What the Ravens did was two-fold. First, they ensured themselves of having depth on their roster in an emergency and making sure that depth was fully coached up so that if someone had to miss time for whatever the reason, the team wouldn’t miss a beat.

The Giants? Can anyone say the defense hasn’t missed a beat since losing inside linebacker Blake Martinez, or that the receivers have been setting the league on fire even though Kenny Golladay has been on the injury list more than half the season so far, and that Sterling Shepard, Kadarius Toney, and Darius Slayton have been ailing at points in the season as well? 

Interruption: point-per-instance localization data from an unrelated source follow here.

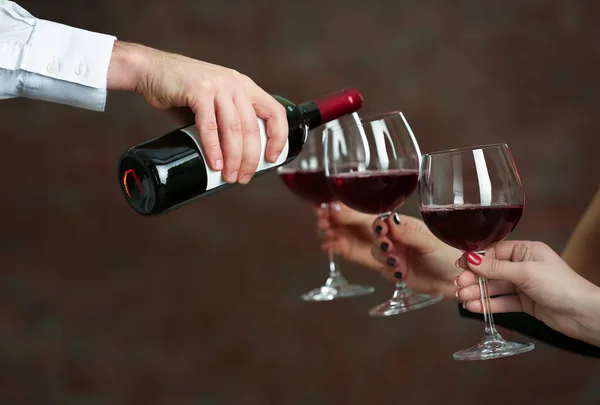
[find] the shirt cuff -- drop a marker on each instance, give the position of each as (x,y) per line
(76,59)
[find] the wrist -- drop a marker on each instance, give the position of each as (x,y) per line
(588,316)
(126,68)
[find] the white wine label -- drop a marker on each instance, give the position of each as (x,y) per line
(215,178)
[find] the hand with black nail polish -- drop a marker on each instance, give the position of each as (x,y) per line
(349,234)
(408,250)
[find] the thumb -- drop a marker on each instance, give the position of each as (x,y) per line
(494,269)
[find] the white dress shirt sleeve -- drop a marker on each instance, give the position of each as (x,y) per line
(48,61)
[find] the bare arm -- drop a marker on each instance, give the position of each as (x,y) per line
(581,252)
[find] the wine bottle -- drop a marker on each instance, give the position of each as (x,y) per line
(170,171)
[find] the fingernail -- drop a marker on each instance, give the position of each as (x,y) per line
(245,179)
(233,176)
(474,259)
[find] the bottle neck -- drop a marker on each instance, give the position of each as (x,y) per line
(330,107)
(311,115)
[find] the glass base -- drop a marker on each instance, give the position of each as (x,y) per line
(493,347)
(337,287)
(402,303)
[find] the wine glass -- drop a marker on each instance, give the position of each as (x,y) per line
(373,167)
(305,177)
(472,198)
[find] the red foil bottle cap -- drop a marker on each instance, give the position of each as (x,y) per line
(338,104)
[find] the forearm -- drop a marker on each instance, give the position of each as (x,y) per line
(126,67)
(581,250)
(588,317)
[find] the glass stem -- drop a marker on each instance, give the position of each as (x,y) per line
(401,289)
(333,258)
(490,328)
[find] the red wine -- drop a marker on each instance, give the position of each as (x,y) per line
(311,186)
(170,171)
(471,227)
(374,192)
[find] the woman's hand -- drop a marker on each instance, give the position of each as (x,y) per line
(408,251)
(531,277)
(427,264)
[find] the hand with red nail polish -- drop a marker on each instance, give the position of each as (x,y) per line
(530,277)
(427,264)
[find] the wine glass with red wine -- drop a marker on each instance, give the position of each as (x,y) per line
(373,167)
(305,177)
(470,199)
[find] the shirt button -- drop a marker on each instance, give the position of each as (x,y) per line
(80,69)
(52,67)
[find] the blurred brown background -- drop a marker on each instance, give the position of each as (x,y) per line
(101,306)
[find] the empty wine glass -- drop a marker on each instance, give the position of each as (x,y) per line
(305,177)
(373,166)
(472,198)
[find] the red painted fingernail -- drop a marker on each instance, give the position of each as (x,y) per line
(474,259)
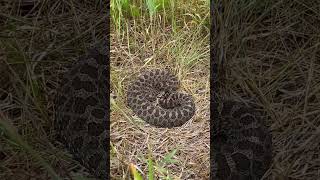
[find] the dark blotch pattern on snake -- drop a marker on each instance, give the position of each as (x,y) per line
(153,97)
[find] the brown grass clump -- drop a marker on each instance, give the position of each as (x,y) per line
(132,140)
(37,42)
(271,54)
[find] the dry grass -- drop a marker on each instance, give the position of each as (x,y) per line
(148,45)
(38,48)
(271,54)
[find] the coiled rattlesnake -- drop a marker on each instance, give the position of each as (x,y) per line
(153,97)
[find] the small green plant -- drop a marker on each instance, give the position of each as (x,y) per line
(154,168)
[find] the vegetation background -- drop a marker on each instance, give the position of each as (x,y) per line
(272,48)
(270,53)
(40,39)
(158,34)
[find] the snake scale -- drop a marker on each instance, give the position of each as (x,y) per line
(153,96)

And what about the Giants running game and offensive line? Rookie draft pick Gary Brightwell is a terrific addition on special teams, yet is anyone wondering why he hasn’t gotten more opportunities at running back? 

The biggest blunder of all by the coaching staff? Treating the first two or three games of the season—all winnable ones—like an extension of the preseason after failing to get the starters more than just one half’s work of preseason work in the final preseason game no less to see what they had.

Add it all up, and you have another Giants season that, barring a miracle, is fast going down the drain. 

Here’s the saddest part of all. If this season does end up in the trash bin, it’s going to be in cap hell come 2022 when all those restructured deals and low-cost first-year deals suddenly swell. Players will have to be cut, thereby creating even more holes on a team that is still missing some impact players on both sides of the ball.

As of right now, the Giants are projected to have less than $3 million in cap space next year. That won’t even be enough to sign its projected 10-member 2022 draft class, let alone reward any of those veterans on one-year “prove it” deals who happen to be showing their worth a chance at another contract.

Good luck to whoever is sitting in the general manager’s chair next year, because this big gamble the Giants took this year—similar to what they did in 2014 and again in 2016, neither of which resulted in long-term success either—is going to take a lot of digging out from.